A thing I wondered about as I combed through 1960s girl groups, gris-gris, freak folk, regular folk, prewar blues, classic blues, The Basement Tapes, the Lomax collection, and the big 1970s—all in the service of making your Saturday night sadness (definitely a thing) into something soothing—is this: how best to listen when you’re feeling kinda low?
Like, for me, sometimes it’s the panacea of contemporary country music, when that one pun that the song’s hooked around is the only thing that registers in the sea of very similar sounding music, that makes me feel calm and still. Looping the same song is both similar and an idea I may have picked up watching Thora Birch loop “Devil Got My Woman” on her record player in Ghost World. One of the songs I usually do it with is Joan Armatrading’s “Woncha Come On Home,” described beautifully by Aquarium Drunkard just a few weeks ago.
A crazy thing is that “Woncha Come On Home,” peak scary singing-with-and-against-yourself soul sadness, was recorded and released on “Show Some Emotion” the same year as Michael Yonkers’ “Gone Down Old Sun,” track 4 on the B-side of “Lovely Gold” and track 3 on this mix, was issued. “Gone Down Old Sun” is a riff-y jam of warbly voice and a guitar that sounds like it swallowed surf rock and then spit it back out. Sound-wise, it’s much closer to this mix’s finish, Lou Reed’s 1970 acoustic demo “Lonely Saturday Night (aka Goodnight Ladies),” nails on strings and post-hippie languor:
Oh, nobody calls me on the telephone
I put another record on my stereo
But I’m still singing a song of you
It’s a lonely Saturday night
Re: Saturday, there’s also “Saturday Night Didn’t Happen,” a deep-space girl group jam by Reparata & The Delrons, off of a wildly, inappropriately good compilation called “One Kiss Can Lead To Another: Girl Group Sounds, Lost & Found” that was introduced to me, blessedly, by a very cool girl at karaoke New Years. She was hip to the pretty tragedy of girl voices hooked tightly together, and for that hook, it makes sense that Dr. John’s gris-gris “I Walk On Guided Splinters” fits so well next to it. Lifts me up, actually, to hear how well songs of so many different genres go together: classic blues queen Ivie Anderson next to young Tom Waits’ less than jubilant version of “The Heart of Saturday Night,” for example, or Dylan and the Band between Bessie Jones and the Georgia Sea Island Singers (first recorded by Alan Lomax in 1959 during his “Southern Journey”) and the evocatively named Bayless Rose, whose Wikipedia tells me only that nobody knows what his race is but doesn’t say anything about his wild, moving guitar.

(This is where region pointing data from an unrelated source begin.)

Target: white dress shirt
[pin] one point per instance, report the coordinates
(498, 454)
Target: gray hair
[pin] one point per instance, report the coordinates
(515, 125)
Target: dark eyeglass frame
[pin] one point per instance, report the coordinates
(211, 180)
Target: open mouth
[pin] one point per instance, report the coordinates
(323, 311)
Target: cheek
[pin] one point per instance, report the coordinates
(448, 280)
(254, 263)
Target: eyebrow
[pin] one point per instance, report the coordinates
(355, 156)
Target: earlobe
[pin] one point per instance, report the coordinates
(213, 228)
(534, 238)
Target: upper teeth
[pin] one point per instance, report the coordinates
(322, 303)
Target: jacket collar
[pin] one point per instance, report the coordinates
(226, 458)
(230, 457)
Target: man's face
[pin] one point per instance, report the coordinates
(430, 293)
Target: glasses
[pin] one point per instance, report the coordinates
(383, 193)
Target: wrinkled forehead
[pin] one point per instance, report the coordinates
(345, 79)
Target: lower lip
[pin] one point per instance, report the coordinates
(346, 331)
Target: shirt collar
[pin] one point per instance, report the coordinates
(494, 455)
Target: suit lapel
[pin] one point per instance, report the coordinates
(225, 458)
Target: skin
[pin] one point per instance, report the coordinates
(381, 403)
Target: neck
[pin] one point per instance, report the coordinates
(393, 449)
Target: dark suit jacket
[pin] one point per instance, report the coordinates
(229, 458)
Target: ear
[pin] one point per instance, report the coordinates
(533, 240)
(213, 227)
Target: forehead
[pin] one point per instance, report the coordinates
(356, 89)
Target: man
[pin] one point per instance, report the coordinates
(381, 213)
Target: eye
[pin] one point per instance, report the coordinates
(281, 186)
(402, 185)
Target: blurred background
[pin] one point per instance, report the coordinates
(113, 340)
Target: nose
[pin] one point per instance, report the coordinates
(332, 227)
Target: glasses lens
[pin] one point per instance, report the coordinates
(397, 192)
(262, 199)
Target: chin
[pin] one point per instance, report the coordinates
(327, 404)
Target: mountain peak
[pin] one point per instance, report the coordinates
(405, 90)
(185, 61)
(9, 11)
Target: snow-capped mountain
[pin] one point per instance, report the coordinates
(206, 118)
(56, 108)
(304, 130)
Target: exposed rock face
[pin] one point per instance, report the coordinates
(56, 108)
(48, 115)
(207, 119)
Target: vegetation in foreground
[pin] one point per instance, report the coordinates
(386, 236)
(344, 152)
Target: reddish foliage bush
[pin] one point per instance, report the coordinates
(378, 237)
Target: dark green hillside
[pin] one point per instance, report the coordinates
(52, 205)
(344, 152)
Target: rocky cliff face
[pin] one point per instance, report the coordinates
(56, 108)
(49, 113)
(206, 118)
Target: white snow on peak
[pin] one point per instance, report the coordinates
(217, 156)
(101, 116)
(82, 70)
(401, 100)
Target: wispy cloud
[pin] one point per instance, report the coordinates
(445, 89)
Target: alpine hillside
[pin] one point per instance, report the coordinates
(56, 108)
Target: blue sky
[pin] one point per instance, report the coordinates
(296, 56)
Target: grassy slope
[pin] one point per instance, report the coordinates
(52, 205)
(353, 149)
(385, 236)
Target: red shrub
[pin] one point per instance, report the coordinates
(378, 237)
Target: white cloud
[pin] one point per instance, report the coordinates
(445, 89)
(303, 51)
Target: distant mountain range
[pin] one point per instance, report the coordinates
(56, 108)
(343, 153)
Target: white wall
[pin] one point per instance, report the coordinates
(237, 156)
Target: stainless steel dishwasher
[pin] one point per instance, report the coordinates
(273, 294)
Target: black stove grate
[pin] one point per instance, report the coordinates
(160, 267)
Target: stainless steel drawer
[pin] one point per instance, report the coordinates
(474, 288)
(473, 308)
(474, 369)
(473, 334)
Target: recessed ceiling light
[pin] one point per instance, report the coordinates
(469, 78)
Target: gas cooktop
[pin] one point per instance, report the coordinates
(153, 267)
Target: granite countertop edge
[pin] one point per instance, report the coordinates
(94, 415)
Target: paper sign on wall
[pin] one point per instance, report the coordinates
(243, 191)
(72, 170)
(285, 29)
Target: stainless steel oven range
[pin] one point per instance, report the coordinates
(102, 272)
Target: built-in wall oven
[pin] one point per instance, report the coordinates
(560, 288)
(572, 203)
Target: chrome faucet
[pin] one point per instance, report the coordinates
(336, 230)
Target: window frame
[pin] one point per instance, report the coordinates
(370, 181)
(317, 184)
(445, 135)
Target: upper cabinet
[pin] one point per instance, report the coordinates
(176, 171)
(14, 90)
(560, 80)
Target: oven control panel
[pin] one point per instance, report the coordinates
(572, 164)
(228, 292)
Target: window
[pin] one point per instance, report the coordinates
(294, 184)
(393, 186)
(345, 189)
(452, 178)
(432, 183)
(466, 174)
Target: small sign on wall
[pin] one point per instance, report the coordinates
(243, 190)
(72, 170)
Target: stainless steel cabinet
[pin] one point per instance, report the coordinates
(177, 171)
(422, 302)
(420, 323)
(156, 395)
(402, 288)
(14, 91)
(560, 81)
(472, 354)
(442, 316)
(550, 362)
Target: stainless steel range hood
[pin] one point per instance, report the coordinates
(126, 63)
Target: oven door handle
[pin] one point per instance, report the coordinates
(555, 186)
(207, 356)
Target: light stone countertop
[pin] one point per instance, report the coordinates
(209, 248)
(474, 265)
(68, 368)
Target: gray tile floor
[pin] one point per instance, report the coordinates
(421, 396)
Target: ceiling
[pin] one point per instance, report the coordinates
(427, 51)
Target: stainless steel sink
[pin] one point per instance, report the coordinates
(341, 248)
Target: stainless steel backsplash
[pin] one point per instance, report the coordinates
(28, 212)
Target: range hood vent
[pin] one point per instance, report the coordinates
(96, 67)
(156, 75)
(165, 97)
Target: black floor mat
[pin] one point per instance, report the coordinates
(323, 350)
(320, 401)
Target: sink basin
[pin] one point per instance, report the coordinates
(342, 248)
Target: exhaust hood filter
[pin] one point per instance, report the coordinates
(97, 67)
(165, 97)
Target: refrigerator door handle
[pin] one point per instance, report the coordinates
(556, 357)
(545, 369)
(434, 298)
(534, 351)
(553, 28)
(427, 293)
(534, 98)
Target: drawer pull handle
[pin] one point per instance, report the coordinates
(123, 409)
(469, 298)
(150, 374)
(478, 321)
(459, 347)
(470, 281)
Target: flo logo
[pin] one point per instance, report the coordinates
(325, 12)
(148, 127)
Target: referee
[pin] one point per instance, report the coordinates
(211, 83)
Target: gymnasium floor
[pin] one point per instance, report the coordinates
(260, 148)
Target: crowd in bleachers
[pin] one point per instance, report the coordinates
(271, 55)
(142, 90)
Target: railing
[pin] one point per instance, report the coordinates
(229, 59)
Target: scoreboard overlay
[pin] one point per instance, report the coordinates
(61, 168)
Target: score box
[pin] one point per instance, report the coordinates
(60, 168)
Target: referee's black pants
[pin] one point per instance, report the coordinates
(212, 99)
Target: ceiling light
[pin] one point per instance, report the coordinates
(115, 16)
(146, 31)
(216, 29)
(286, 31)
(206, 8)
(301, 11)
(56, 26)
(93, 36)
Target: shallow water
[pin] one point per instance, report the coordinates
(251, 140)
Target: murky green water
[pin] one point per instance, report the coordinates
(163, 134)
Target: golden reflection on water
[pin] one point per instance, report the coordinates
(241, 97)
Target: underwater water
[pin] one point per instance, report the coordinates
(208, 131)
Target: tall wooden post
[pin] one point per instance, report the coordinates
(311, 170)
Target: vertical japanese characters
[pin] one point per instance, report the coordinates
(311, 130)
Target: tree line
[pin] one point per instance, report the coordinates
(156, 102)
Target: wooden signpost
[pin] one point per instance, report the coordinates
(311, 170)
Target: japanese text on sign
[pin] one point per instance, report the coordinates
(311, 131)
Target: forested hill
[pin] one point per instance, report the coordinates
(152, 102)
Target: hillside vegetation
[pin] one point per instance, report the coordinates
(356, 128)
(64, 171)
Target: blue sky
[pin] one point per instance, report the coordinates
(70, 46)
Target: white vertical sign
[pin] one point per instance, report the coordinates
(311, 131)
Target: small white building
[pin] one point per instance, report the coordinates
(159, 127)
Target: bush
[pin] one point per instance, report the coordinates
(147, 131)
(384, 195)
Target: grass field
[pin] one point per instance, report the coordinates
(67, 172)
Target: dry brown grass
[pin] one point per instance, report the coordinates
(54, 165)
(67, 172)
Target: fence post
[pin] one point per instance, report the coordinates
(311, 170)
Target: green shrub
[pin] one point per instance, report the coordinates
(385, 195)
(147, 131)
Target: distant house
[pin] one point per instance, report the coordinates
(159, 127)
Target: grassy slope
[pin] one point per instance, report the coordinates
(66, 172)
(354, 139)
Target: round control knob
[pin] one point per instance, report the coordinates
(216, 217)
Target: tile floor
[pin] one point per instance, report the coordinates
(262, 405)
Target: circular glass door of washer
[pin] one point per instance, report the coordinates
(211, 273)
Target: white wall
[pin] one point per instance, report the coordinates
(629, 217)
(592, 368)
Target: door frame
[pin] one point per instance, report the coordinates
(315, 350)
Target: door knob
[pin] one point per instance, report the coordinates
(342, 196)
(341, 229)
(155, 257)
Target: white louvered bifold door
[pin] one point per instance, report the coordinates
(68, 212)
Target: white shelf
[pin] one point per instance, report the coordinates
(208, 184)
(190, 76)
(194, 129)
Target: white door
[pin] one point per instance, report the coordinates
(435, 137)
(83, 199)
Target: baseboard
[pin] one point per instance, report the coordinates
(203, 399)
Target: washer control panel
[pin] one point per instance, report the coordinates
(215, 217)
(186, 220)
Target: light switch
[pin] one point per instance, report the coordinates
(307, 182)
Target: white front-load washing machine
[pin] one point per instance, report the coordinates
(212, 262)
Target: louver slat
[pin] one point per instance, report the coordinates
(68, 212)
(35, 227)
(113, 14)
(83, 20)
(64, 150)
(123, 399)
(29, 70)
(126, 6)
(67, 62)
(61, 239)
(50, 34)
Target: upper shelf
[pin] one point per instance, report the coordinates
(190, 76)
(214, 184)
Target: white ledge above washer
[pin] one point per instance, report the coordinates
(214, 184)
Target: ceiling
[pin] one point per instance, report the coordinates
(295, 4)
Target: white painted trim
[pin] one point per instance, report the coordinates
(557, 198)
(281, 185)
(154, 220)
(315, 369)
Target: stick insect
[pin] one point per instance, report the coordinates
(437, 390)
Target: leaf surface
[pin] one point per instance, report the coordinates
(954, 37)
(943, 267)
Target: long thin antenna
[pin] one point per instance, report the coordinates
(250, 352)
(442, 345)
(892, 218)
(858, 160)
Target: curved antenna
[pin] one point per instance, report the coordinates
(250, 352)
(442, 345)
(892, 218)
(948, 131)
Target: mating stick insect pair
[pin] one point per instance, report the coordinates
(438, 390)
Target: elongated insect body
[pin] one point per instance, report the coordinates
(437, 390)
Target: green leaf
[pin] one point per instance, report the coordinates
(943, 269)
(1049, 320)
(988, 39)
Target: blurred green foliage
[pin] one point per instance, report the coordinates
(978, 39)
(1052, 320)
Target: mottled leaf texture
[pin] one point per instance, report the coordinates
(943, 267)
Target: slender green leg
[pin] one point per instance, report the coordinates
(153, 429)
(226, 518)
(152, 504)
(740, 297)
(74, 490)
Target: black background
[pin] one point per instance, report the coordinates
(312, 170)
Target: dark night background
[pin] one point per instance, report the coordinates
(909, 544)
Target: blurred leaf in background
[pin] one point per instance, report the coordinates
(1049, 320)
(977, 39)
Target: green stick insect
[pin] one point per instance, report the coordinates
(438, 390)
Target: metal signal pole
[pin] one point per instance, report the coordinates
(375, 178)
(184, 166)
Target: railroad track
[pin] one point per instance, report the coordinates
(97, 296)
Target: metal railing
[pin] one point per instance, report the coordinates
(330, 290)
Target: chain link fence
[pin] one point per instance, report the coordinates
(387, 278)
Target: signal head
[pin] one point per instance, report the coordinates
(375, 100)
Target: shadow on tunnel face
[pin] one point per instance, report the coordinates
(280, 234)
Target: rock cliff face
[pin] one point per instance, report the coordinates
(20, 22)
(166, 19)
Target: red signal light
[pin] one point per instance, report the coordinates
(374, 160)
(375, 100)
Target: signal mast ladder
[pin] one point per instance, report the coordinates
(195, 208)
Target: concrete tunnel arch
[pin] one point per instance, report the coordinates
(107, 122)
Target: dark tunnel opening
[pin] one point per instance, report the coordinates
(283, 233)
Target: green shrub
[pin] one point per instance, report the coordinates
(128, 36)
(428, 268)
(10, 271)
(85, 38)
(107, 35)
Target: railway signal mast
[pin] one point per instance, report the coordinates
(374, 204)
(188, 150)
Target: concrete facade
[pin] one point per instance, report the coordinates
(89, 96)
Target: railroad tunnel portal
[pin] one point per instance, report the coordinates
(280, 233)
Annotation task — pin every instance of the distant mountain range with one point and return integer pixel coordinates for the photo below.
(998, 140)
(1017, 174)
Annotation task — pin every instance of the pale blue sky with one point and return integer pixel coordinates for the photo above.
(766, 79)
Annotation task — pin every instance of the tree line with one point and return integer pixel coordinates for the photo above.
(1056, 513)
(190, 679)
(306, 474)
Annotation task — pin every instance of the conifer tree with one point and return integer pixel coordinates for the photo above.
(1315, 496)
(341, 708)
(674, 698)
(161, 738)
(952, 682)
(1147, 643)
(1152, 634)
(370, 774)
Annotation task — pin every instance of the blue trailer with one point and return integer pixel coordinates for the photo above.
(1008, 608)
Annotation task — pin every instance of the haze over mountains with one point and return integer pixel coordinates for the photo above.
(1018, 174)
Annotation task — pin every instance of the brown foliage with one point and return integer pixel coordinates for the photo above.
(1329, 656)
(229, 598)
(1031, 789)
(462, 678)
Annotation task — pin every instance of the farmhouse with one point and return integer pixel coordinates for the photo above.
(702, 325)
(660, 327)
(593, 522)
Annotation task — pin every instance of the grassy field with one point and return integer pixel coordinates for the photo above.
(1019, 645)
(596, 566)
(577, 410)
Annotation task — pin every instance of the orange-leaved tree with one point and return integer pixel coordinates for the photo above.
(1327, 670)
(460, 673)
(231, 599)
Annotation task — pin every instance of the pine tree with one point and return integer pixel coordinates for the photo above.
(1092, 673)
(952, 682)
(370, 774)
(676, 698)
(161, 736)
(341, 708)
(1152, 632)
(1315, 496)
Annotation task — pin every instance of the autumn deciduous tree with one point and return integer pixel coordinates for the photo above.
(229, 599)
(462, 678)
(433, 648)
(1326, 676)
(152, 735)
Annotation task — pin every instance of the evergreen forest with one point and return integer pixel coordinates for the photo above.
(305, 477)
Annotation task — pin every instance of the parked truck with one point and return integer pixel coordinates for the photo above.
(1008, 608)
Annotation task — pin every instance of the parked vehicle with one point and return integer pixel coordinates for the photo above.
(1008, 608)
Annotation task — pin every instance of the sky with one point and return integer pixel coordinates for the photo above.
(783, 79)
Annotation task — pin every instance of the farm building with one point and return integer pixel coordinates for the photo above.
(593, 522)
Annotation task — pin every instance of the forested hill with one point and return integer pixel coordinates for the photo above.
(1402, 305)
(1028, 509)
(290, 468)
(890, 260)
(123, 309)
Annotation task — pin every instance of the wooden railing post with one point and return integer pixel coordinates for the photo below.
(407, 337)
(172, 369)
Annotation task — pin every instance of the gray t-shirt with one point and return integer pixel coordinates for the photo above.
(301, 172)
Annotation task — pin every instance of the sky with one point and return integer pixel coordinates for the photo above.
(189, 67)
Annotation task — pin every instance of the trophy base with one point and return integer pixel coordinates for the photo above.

Listen til the finish—if not for Lou, then at least for experimental country musician and brilliant songwriter Micky Newbury’s “Interlude” which starts with a country but flips immediately into what I imagine it sounds like to ascend slowly from earth holding hands with David Bowie (RIP!), then back down, deep, into The Fall’s “Before the Moon Falls.”
I guess the point, if there is one, is that no specific sound is in the key of a specific feeling, and if you’re alone tonight, you might as well hang out with a bunch of them.